Leo una alerta en mi ordenador. Me dice: «urgente». Lo miro corriendo, respondiendo a la perentoriedad del mensaje.
Inmediatamente llega la decepción: al parecer, una mujer y sus hijos han fallecido en un incendio.
Y lo primero que me dice mi cabeza es que era urgente, en cualquier caso, para ella.
No es que yo sea un mal tipo -esta es una cuestión sobre la que, como todo el mundo, he paseado más de una vez. Es que soy quizá demasiado crítico con lo que leo. En un país de casi cincuenta millones de personas pasan continuamente cosas. Y la producción de noticias, es decir, de textos a partir de acontecimientos, es una industria manufacturera más, que hace de la materia prima de la vida un relato que consumir casi siempre con urgencia.
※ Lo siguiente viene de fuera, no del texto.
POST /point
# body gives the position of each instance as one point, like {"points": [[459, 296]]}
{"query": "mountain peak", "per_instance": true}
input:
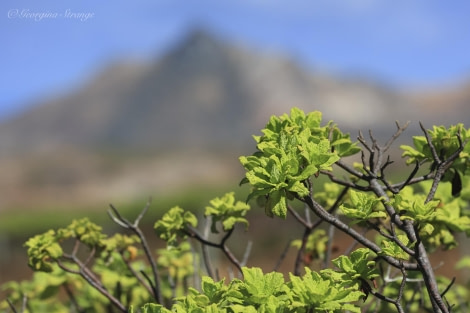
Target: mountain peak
{"points": [[199, 43]]}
Por eso creo que esta falsa forma solidaria de sentir y de compadecernos por lo que sale en el monitor nos aleja de vivir realmente. Lo urgente debe darse la vuelta y unirse a lo importante. Y por supuesto, quiero que mis lectores me quieran y que piensen que lamento este tipo de sucesos. También condeno que nuestro entramado económico y social quiera aprovecharlos de esta manera. No más incendios, no más urgencias en los monitores.